Wer es mag, Geschichten mit einem Hauch Selbstironie zu Ende zu denken, oder gerne zwischen den Zeilen liest, wird hier sicherlich fündig werden.
Hotel
Es ist spät geworden. Ich suche für meine Tochter und mich eine Unterkunft. Unser erster Urlaub seit langen. Verfahren hatte ich mich, aber jetzt waren wir endlich in einem Ort angekommen, aber alle Lichter sind aus. Es ist völlig dunkel. Nicht völlig. Auf einer kleinen Anhöhe ist noch ein Licht zu sehen. Eine schmale Straße führt dort hinauf. Wir sind beide müde und wollen unser Glück versuchen.
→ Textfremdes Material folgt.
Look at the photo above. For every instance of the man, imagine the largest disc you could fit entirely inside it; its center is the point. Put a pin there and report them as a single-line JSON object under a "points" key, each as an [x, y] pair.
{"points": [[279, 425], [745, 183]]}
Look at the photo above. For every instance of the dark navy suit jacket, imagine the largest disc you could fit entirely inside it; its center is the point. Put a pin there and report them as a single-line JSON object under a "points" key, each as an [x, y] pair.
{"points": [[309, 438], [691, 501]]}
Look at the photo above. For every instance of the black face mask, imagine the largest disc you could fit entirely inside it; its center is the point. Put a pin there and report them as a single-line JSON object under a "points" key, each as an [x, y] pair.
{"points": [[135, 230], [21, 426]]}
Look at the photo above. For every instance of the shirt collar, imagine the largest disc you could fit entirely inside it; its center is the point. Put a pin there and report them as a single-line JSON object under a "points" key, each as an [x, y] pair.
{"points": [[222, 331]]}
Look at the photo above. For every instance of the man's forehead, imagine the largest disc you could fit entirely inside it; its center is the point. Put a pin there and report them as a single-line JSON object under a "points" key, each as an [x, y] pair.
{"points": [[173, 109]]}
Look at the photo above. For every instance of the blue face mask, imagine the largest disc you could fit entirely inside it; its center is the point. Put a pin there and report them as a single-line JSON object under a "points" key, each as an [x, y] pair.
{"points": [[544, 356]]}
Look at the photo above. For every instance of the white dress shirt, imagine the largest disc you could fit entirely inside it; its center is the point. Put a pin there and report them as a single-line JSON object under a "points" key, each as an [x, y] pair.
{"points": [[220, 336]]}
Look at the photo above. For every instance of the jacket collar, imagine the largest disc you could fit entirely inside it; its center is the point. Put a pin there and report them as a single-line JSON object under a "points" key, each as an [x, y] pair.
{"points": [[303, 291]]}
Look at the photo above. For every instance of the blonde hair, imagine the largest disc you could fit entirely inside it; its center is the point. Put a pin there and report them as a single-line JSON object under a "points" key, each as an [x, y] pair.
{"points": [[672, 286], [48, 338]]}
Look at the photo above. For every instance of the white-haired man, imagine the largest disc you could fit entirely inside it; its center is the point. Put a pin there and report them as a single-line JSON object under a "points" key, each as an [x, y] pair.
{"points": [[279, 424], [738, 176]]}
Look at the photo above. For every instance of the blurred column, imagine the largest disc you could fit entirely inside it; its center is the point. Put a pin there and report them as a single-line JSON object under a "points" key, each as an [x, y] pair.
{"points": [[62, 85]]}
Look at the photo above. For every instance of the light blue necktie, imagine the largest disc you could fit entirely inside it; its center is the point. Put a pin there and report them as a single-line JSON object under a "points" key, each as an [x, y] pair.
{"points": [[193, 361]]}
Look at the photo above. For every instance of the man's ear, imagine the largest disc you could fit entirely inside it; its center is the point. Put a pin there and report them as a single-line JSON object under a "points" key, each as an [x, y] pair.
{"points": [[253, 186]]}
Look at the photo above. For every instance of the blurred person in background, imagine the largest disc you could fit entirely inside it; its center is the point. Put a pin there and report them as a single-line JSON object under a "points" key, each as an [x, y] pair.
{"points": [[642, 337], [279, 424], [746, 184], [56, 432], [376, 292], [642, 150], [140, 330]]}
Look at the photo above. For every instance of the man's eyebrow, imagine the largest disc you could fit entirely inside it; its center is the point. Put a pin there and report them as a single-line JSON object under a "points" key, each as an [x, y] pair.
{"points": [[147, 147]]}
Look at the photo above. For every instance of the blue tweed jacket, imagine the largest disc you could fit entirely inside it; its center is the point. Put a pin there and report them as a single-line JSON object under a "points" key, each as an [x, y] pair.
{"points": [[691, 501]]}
Wir haben Glück. Fast oben angekommen sehen wir ein Schild, auf dem Hotel steht. Jetzt können wir auch das schöne Haus sehen. Modern sieht es aus. Wir halten vor der Eingangstür und steigen aus. Ein Schild an der Eingangstür weist uns darauf hin, dass es sich hier um ein Viersterne-Haus handelt. Na, welch ein Glück sage ich noch zu meiner Tochter, das haben wir uns nach diesem Tag aber verdient.
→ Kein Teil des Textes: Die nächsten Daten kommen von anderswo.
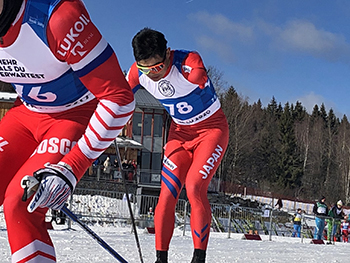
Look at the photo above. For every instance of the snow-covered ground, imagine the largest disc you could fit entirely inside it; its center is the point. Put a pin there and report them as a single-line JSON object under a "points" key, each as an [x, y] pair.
{"points": [[77, 246]]}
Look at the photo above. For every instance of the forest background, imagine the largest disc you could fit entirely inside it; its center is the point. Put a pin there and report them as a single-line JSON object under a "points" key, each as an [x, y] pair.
{"points": [[281, 149]]}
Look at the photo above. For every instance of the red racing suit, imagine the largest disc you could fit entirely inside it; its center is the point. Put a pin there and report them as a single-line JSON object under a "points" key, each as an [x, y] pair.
{"points": [[73, 100], [197, 141]]}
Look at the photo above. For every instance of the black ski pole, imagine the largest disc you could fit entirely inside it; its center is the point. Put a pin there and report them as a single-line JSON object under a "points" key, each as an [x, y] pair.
{"points": [[99, 240], [128, 199], [30, 185]]}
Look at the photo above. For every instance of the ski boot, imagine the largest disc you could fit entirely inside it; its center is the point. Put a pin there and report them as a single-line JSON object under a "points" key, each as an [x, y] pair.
{"points": [[198, 256], [162, 256]]}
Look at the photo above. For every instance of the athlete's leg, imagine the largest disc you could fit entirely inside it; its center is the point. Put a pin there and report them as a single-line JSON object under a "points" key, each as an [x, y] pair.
{"points": [[206, 159], [175, 165], [27, 233], [16, 146]]}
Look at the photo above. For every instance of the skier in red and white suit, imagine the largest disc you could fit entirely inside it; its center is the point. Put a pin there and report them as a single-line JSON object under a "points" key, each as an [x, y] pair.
{"points": [[197, 138], [73, 100]]}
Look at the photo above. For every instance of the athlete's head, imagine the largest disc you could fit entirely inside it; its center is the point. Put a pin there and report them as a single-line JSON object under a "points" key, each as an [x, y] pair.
{"points": [[8, 12], [148, 43], [151, 53]]}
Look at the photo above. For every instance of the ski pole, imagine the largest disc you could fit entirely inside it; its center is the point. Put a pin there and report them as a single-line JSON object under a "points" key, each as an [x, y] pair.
{"points": [[30, 185], [128, 199], [99, 240]]}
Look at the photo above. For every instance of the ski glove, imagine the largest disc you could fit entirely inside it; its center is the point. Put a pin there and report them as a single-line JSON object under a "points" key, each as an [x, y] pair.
{"points": [[56, 183]]}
Der Empfang ist sogar noch besetzt. Eine nette ältere Dame nickt uns freundlich zu. Sie ist uns auf Anhieb sympathisch. Wir haben wieder Glück. Es ist noch ein Zimmer frei, Nummer 24. Sie führt uns gleich hin mit dem Hinweis, dass ihr Mann ja das Gepäck holen kann. Ist uns recht, wir sind beide ziemlich müde von der Fahrt. Das Zimmer ist sehr schön. Eigentlich ist es mehr ein Appartement. Zwei Zimmer mit einem gemeinsamen Bad. Unser Gepäck wird uns gebracht. Meine Tochter legt sich gleich schlafen. Ich liege im Bett und bin noch zu aufgedreht, um gleich einzuschlafen. Ich beschließe, noch einen kleinen Rundgang zu machen. Ich blicke aus dem Fenster und sehen im Mondlicht noch ein weiteres Gebäude. Offenbar war das früher das Hotel und war durch den Neubau, in dem wir uns jetzt befinden, abgelöst worden.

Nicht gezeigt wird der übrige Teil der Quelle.